One particularly vexing challenge to the patient experience, especially in the context of age-specific therapies, is packaging design. Many biopharmaceutical companies have focused on innovation in packaging design and manufacturing in the past decade, turning what historically was simply a repository for medicine to an important enabler of specific treatments. Packaging design has evolved from being less about what’s good for distribution and more about what’s best for the patient.

Human factors testing is now a valuable source of feedback, where the patient voice is directly influencing package designs. Making the packaging easy to open for people with dexterity issues, providing directions that are simple to follow and being visually appealing are examples of simple innovations in packaging design. Making complex treatment plans easy to understand is also key to ensuring patient compliance and effective outcomes.

Drug manufacturers are even leaning into applying patient experiences to injectable dosage forms, which, historically, have been both expensive and impractical from an in-home user experience perspective. Parenteral formulations in conjunction with devices, from prefilled syringes to more complex delivery systems, are one example, whereby prefilled single-use packaging ensures the right dosage is always delivered to the patient.

Regulatory Bodies Advocate For Patient-Centricity

Among the chorus of calls for patient-centricity in drug development are regulatory bodies, which are embracing standards that drive not just efficacy and safety, but also the patient experience. Ease of use and error mitigation are important human factors that regulators are considering, and they’re calling on drug manufacturers to draw on real patient experiences to shape their patient-centric initiatives. Draft guidance issued by the FDA under the 21st Century Cures Act states that sampling methods during development should be used “for collecting information on the patient experience that is representative of the intended population to inform the development” of medical products. Both the FDA and the European Medicines Agency are focused on how best to assess the patient experience, and therefore are expecting more patient-reported outcomes in clinical trials, as these assess outcomes that are important to patients, not just doctors and regulators.

What’s Next For Patient-Centric Pharma?

As we continue to measure the benefits of patient-centricity in drug formulation and manufacturing, we anticipate that the innovation driving drug deliverability will only accelerate.

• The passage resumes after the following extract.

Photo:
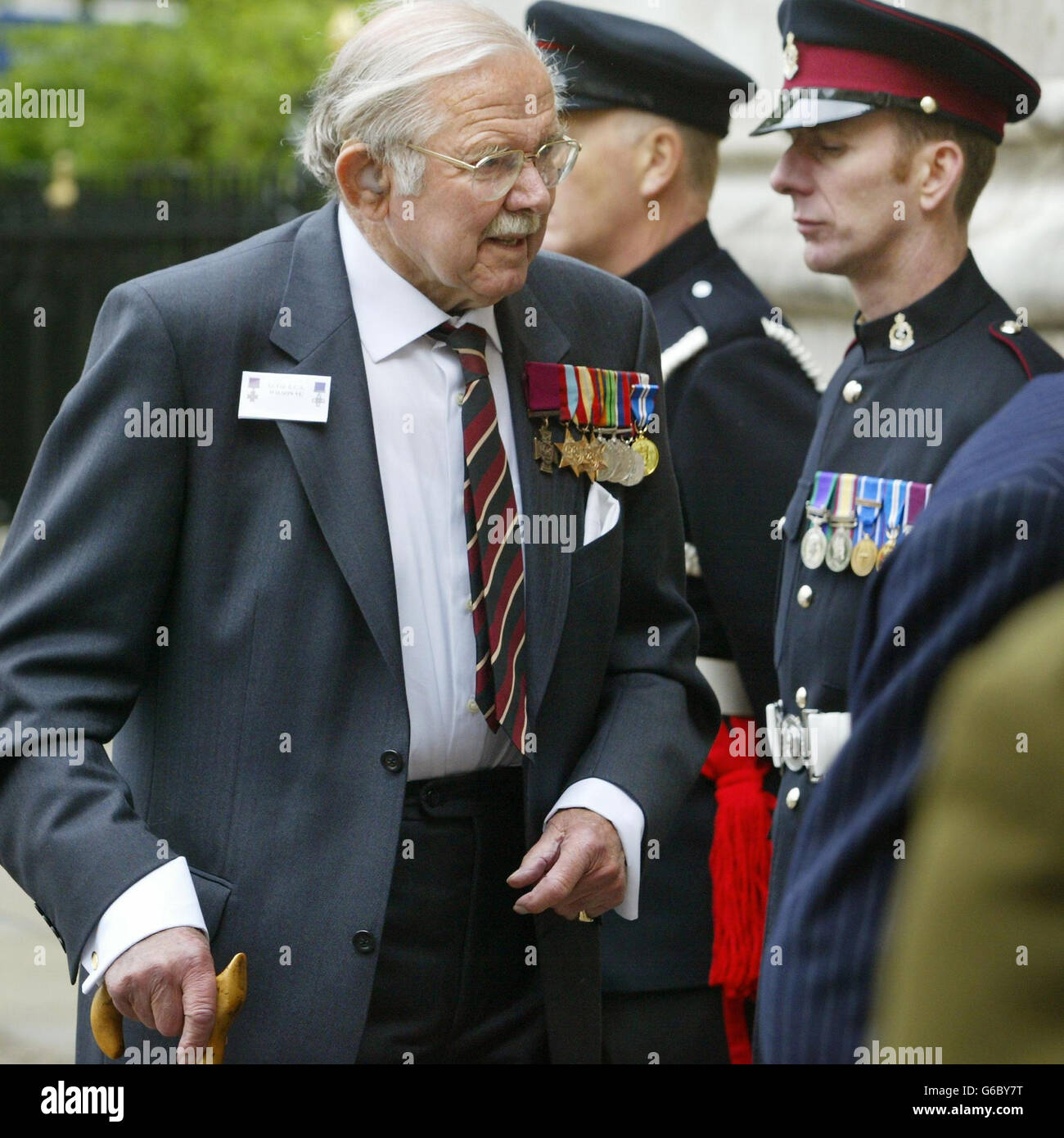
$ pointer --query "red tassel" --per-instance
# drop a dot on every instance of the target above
(739, 863)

Digital technologies, still nascent in the bio/pharma space, will prove transformative as they help uncover previously unseen insights. Individualized medicine will continue to be a market driver, and pharma will be more effective in targeting disease and delivery for specific, localized disease. There’s promise that the expenses historically associated with individualized medicine will be mitigated to some degree by technologies like artificial intelligence, which will bring large-scale efficiencies to small-scale projects. Increased patient dialog, hastened in part by mHealth initiatives that leverage the ubiquity of mobile communications devices, will inform the industry’s approach to patient-centricity at an unprecedented level. While our challenges are great and growing, so are the tools and technologies enabling the innovation required of patient-centric therapy development.